Seit Jahresbeginn 74.000 Migranten aus anderen EU-Staaten erfasst

epd-bild/Christian Ditsch

Asylunterkunft

Asylunterkunft

Die deutschen Sicherheitsbehörden haben seit Januar knapp 74.000 Zuwanderer und Flüchtlinge erfasst, die zuvor bereits in einem anderen EU-Staat registriert waren oder dort Asyl beantragt haben.

Das Bundesinnenministerium teilte der FDP-Bundestagsfraktion auf eine schriftliche Frage mit, 60.875 Personen seien in der europäischen Asyldatenbank Eurodac mit einem Asylantrag verzeichnet (Kategorie Eurodac I). 25.632 von ihnen kamen aus Griechenland, Italien oder Spanien. Über die Antwort, die dem Evangelischen Pressedienst (epd) vorliegt, hatte zunächst die "Bild"-Zeitung berichtet.

Laut Bundesinnenministerium wurden seit Januar weitere 12.833 Migranten erfasst, die bereits in einem anderen EU-Land registriert waren, dort aber keinen Asylantrag gestellt hatten (Eurodac II). Fast alle (12.242) kamen aus Griechenland, Italien oder Spanien nach Deutschland. Die Daten gäben aber nur begrenzt Auskunft über die Zahl der Menschen, die tatsächlich in Deutschland seien, erklärte das Innenministerium, da viele Personen mehrfach erfasst sein könnten.

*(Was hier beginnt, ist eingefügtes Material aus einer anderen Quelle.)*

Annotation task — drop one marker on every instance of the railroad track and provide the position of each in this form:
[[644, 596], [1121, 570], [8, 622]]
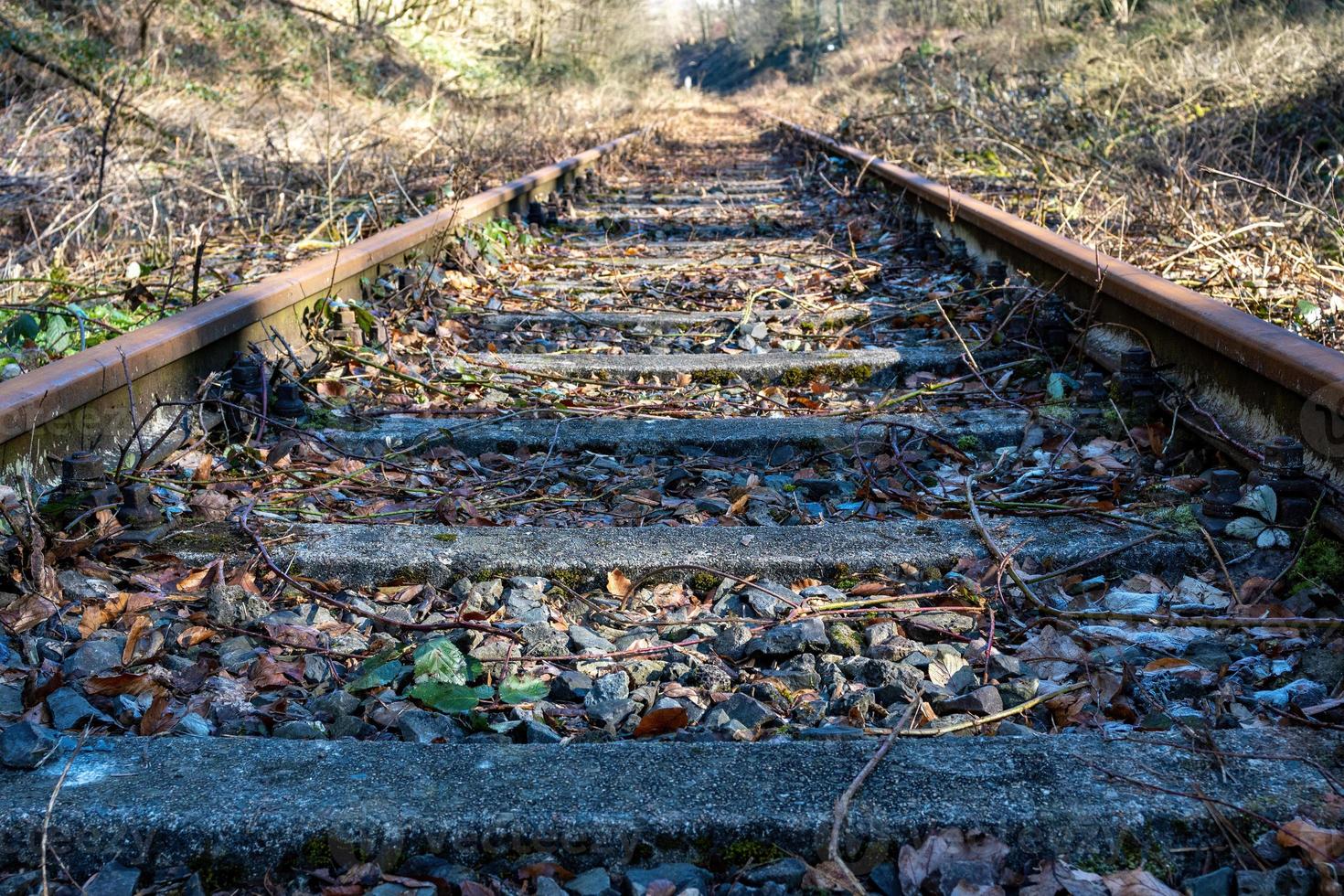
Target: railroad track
[[714, 448]]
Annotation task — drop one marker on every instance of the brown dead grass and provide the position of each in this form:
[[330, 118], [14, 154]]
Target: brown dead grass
[[1207, 149], [277, 136]]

Mit Spanien und Griechenland hat die Bundesregierung Abkommen geschlossen, um Flüchtlinge, die nach Deutschland weiterziehen wollen, gar nicht erst einreisen zu lassen. Dabei geht es nur um Menschen, die dort bereits einen Asylantrag gestellt haben, nicht um diejenigen, die lediglich registriert wurden. Die Vereinbarungen sehen Rückübernahmen binnen 48 Stunden vor - sofern die Flüchtlinge bei Kontrollen an der deutsch-österreichischen Grenze erfasst werden. Verhandlungen für ein Rücknahmeabkommen mit Italien laufen noch.

"Praktisch wirkungslos"

An der Grenze zu Österreich wurden laut Innenministerium in den vergangenen zwei Monaten allerdings nur 143 Flüchtlinge erfasst, die bereits in anderen EU-Ländern Asyl beantragt hatten, davon 13 aus Griechenland, 73 aus Italien und niemand aus Spanien.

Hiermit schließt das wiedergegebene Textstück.